Bitcoin is an extremely risky investment and you should only consider investing if you can afford to lose any money that you put into it.
It is true that where there's higher risk, there's more potential for returns. But remember there's also more potential for losses.
If you're thinking about investing in Bitcoin, there are a few risks to consider first.
The value of cryptocurrencies, such as Bitcoin, can change significantly. It's common to see its price fluctuate by around 10% or more daily.
If you're investing with a specific goal in mind - buying a property, for instance - price swings could put your plans in jeopardy.
Lack of regulation
Bitcoin and other cryptocurrencies aren't regulated by the Financial Conduct Authority (FCA) in the same way as investment platforms or banks.
This means you may not get access to the Financial Ombudsman Service if you have a dispute with a provider.
Cryptocurrency firms are however required to register with the FCA, to comply with anti-money laundering and terrorist financing regulations. They may also carry out regulated activities.
You can check firms on the FCA Register.
Because Bitcoin and cryptocurrencies aren't protected by the Financial Services Compensation Scheme (FSCS).
If the provider of your cryptocurrency wallet went out of business and shut down, you wouldn't be eligible for compensation from the FSCS.
Ordinarily the FSCS will compensate you up to £85,000 worth of investments if you have received bad investment advice, or if a regulated investment firm goes out of business and cannot return your money.
The blockchain system is very secure, making it difficult to break into people's Bitcoin wallets.
However, there are still security risks. You should have the security of a transaction linked to an email address or mobile number. If a hacker can determine some of your non-Bitcoin personal information like this, they may be able to gain access to your digital wallets.
It loses its appeal
If consumers lose interest in Bitcoin and move to a new cryptocurrency (or vice versa) - or just leave digital currencies alone - Bitcoin will also lose value.

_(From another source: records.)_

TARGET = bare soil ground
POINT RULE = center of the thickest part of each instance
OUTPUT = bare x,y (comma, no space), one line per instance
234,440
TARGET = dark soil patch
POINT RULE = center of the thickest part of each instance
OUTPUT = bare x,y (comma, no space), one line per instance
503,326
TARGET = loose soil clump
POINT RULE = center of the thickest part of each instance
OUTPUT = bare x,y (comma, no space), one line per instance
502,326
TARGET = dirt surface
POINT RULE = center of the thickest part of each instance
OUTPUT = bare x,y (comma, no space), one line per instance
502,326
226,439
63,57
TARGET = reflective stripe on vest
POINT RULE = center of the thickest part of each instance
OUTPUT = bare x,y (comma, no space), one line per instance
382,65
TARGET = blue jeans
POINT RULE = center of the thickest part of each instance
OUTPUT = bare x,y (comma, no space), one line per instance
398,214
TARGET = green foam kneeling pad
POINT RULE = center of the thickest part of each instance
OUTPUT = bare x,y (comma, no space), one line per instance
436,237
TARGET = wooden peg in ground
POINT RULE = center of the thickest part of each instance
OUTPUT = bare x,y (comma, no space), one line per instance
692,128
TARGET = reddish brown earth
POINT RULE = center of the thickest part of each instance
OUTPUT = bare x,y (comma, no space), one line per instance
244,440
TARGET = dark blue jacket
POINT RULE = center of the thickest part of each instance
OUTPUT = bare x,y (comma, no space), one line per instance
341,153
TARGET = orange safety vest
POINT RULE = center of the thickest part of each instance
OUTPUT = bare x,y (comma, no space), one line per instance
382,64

The same goes for other cryptocurrencies.
Governments could also crack down on firms involved in cryptocurrencies, or make them impossible for businesses to accept as payment.
What are the alternatives to Bitcoin?
While Bitcoin is the most recognised cryptocurrency, there are a number of other digital currencies available.
All cryptocurrencies carry similar risks and should only be invested in if you have the financial capacity to lose whatever you decide to buy.
While you could still lose money, you'll benefit from more regulatory protections.
- Find out more: getting started in investing
Is Bitcoin or other cryptocurrencies liable for tax?
Income from Bitcoin or other cryptocurrencies will usually be subject to capital gains tax or corporation tax.
Capital gains tax is paid on the profit you make from selling an asset that's increased in value.
This means that if you sell your Bitcoin for more than bought it for, you could be liable to pay tax on the profit made, minus your annual tax-free allowance (£12,300, as of the 2020-21 financial year) and any allowable expenses (e.g. dealing costs, stamp duty, advertising).
You'll only need to pay capital gains tax when you sell - an asset simply increasing in value doesn't trigger tax.
- Find out more: how capital gains are taxed
Is Bitcoin bad for the environment?
Cryptocurrencies require large amounts of energy. This is because mining for crypto involves heavy computer calculations to verify transactions.
Using large amounts of energy is a major contributor to air pollution and climate change.
According to a study by Cambridge University, Bitcoin alone uses more electricity than the whole of Argentina.
In addition, 65% of Bitcoin miners are located in China, a country that generates most of its energy from burning coal, a significant contributor to climate change due to the carbon dioxide it produces.
However, not all cryptocurrencies have significant environmental impacts. For example, some may use an alternative to blockchain which removes the need for miners.